Homegrown Backups Redux
Over the last couple of years I’ve written extensively about backup solutions. The whole thing started as I tried to find a use for my NUC, which I initially turned into a Hackintosh, a solution that was, frankly, in search of a problem.
macOS ran fairly nicely on the thing, but eventually I ran into issues which ultimately lead me to just converting the thing over to an Ubuntu 18.04 installation. In the end, Linux is just, at least in my experience, a much better home server OS for mixed-OS environments (taking the SMB issues on the Mac as a perfect example).
Anyway, I still needed a backup solution, and I originally settled on a combination of a few things:
- For Windows machines ** A Samba file share on the server ** Windows 10 built in file copy backup capabilities
- For Linux machines ** Syncthing for real-time storage redundacy ** rclone for transferring backups to Google Drive for off-site replication.

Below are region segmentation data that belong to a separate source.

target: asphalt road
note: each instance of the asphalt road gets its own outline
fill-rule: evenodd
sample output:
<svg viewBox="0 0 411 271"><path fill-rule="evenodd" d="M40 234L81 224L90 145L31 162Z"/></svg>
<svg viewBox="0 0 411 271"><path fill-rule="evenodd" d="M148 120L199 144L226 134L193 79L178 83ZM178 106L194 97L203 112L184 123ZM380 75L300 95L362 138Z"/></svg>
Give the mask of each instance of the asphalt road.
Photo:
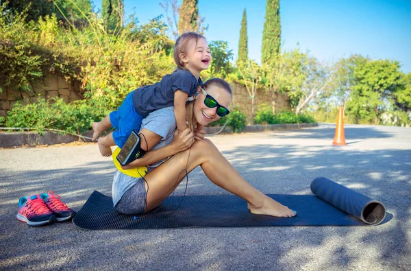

The whole thing stalled out when I screwed up the rclone mechanism and inadvertently deleted a bunch of items in my broader Google Drive account.
Oops.
And so I became gun shy and paused the whole thing.
The other big change is I switched over to Ubuntu on my X1 Carbon, which meant that I now needed to sort out the backup solution for a Linux client as well. Syncthing is great for redundancy, but it’s not itself a backup solution.
So a couple of things changed, recently, that allowed me to close those gaps and resolve those issues.
First off, when it comes to rclone and Google Drive, I enabled two features:
- Set the authentication scope to “drive.file”
- Set the root_folder_id to the location on Drive where I want the backups stored
The first setting authenticates rclone to only be able to manipulate files it creates. So Google Drive should prevent rclone from accidentally touching anything else but the backups it’s transferring.
The second setting is belt-and-suspenders. By setting the root_folder_id, even if Google Drive somehow screwed up, rclone would never look outside of the target folder I selected.
So, the accidental deletion problem should be well behind me.
The issue of backups with Linux was to expand my use of Syncthing to include additional folders on my laptop I want stored on my backup server. This ensures that my laptop is always maintaining a real-time replica of critical data in another location.
Finally, I adopted Restic for producing snapshot backups of content that I replicate to my backup server.
Basically, I create a local replica of data on the server (either with Syncthing, rclone, lftp, or other mechanisms) and then use Restic to produce a backup repository from those local copies. Restic then takes care of de-duplication, snapshotting, restoration, and other mechanisms. The Restic repositories then get pushed out to Google Drive via rclone.
I’ve also extended this backup strategy to the contents of my linode instance (where this blog is hosted), and to Lenore’s blog. Specifically, I use rclone (or lftp) to create/update a local copy of the data on those respective servers, and then use Restic to produce a backup repository from those copies. And, again, those repositories are then pushed out to Drive.
Overall, I think this stack should work nicely! And I like that it neatly separates the various stages of the process (data transfer, backup, off-siting) into a set of discrete stages that I can independently monitor and control.
Update:
Just a quick handy tidbit: When using rclone for backup purposes like this, it’s a good idea to create a custom OAuth API key for use with Google Drive. By default rclone uses a default API key shared by all other rclone users, which means you’re sharing the API quota as well. As a result, you get much better performance with your own key (though, unless you’re willing to jump through a lot of hoops, you’re stuck with “drive.file” scope… which, again, for this purpose isn’t just fine, it’s desirable).